Important: If your agents use in-memory dedup or caching (e.g. webhook dedup windows), you will need to centralize that state in Redis or PostgreSQL for multi-replica deployments.

Resource Defaults

resources:
  requests:
    cpu: "1"
    memory: "2Gi"

Adjust based on your agent workloads. LLM-heavy agents may need more memory; CPU-bound agents may need more CPU.

Health Checks

The Helm chart configures both liveness and readiness probes against the built-in /health endpoint:

  • Liveness: initialDelaySeconds: 30, periodSeconds: 15
  • Readiness: initialDelaySeconds: 15, periodSeconds: 10

Security

  • Non-root: All containers run as UID 61000
  • Read-only filesystem: Can be enabled via securityContext.readOnlyRootFilesystem
  • No privilege escalation: allowPrivilegeEscalation: false
  • Dropped capabilities: All capabilities dropped
  • Secrets: Never stored in values.yaml, always fetched via External Secrets Operator

Observability

Tracing

Dual-export tracing sends OTel spans to: 1. PostgreSQL for the Agno UI dashboard 2. External OTLP collector for Grafana, Datadog, Coralogix, Phoenix, etc.

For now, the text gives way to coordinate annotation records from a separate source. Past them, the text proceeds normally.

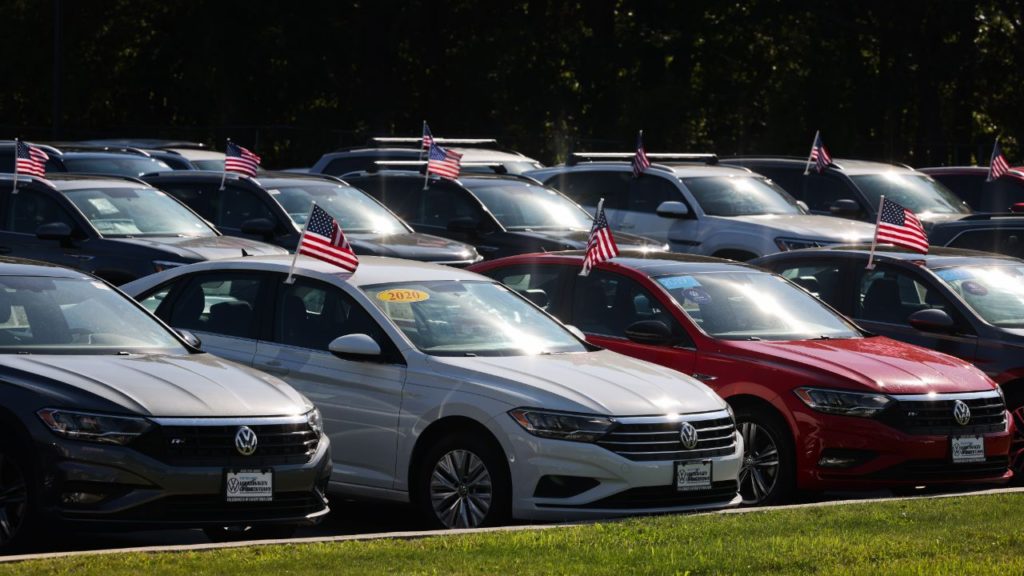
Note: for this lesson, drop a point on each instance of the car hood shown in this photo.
(876, 364)
(193, 385)
(413, 246)
(811, 227)
(205, 248)
(600, 382)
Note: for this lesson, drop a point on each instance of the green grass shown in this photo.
(963, 535)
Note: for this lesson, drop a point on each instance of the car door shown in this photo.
(359, 400)
(605, 303)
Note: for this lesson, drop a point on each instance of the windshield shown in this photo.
(354, 211)
(919, 193)
(75, 316)
(449, 318)
(995, 293)
(740, 196)
(529, 206)
(122, 212)
(121, 165)
(754, 305)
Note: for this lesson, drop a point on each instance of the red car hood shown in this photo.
(876, 363)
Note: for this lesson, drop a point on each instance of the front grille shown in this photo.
(658, 438)
(192, 445)
(662, 497)
(934, 414)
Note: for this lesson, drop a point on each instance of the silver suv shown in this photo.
(697, 206)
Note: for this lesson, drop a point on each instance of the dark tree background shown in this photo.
(921, 82)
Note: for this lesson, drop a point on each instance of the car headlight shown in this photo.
(843, 402)
(93, 427)
(562, 425)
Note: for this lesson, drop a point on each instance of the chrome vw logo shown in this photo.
(688, 436)
(245, 441)
(962, 413)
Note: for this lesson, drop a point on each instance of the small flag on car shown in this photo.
(601, 245)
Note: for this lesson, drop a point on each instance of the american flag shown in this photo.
(640, 160)
(899, 227)
(443, 162)
(819, 154)
(998, 165)
(324, 240)
(30, 160)
(428, 138)
(241, 160)
(601, 245)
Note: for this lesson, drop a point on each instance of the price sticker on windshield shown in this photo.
(402, 295)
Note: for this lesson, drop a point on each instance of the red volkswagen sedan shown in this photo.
(822, 405)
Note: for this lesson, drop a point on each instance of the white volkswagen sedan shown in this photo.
(445, 388)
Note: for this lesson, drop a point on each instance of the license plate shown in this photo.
(968, 449)
(692, 476)
(249, 486)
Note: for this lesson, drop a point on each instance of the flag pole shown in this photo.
(295, 257)
(875, 239)
(807, 168)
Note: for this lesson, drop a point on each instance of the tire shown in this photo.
(463, 482)
(241, 533)
(767, 476)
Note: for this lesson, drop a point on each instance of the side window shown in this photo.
(890, 295)
(606, 304)
(310, 314)
(240, 205)
(30, 209)
(221, 303)
(648, 192)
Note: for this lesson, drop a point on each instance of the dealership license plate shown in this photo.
(968, 449)
(692, 476)
(249, 486)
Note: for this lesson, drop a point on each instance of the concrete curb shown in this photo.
(435, 533)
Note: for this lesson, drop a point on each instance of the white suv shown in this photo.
(697, 206)
(446, 388)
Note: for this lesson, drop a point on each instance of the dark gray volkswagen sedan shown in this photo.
(111, 419)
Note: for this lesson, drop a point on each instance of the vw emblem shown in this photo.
(245, 441)
(962, 413)
(688, 436)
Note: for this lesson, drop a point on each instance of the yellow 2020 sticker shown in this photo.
(402, 295)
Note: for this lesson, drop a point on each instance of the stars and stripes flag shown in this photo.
(640, 160)
(324, 240)
(601, 245)
(241, 160)
(443, 162)
(997, 166)
(30, 160)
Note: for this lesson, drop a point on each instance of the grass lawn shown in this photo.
(963, 535)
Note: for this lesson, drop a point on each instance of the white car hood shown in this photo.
(600, 382)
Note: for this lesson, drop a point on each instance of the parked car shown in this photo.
(274, 207)
(117, 229)
(852, 189)
(475, 152)
(821, 404)
(970, 183)
(696, 206)
(455, 393)
(500, 214)
(112, 419)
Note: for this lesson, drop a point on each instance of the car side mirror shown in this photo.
(845, 207)
(649, 332)
(672, 209)
(931, 320)
(354, 346)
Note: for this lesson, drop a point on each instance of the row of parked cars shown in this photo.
(226, 398)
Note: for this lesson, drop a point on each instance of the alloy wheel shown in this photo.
(461, 491)
(760, 469)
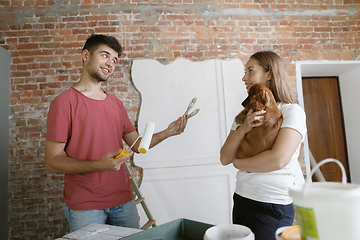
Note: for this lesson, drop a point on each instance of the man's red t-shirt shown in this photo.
(91, 128)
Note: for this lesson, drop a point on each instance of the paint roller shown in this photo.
(144, 143)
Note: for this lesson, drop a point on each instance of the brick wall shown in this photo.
(45, 38)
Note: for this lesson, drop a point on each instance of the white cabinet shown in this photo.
(4, 139)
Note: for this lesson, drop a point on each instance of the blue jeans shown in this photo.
(125, 215)
(262, 218)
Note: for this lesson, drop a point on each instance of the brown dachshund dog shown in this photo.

graph LR AOS["AgentOS"] --> TP["TracerProvider"] TP --> DB["DB Exporter<br/>→ PostgreSQL"] TP --> OT["OTLP Exporter<br/>→ Collector"] DB --> UI["Agno UI"] OT --> GR["Grafana / Datadog /<br/>Coralogix / Phoenix"] style AOS fill:#4051b5,color:#fff style DB fill:#336791,color:#fff style OT fill:#f5a623,color:#fff

Configure via environment variables:

env:
  - name: OTEL_EXPORTER_OTLP_TRACES_ENDPOINT
    value: "http://collector.observability.svc:4318/v1/traces"

Metrics

Application metrics are pushed via OTLP gRPC when OTEL_EXPORTER_OTLP_METRICS_ENDPOINT is set. The /api/metrics endpoint provides a JSON debug view of current gauge values.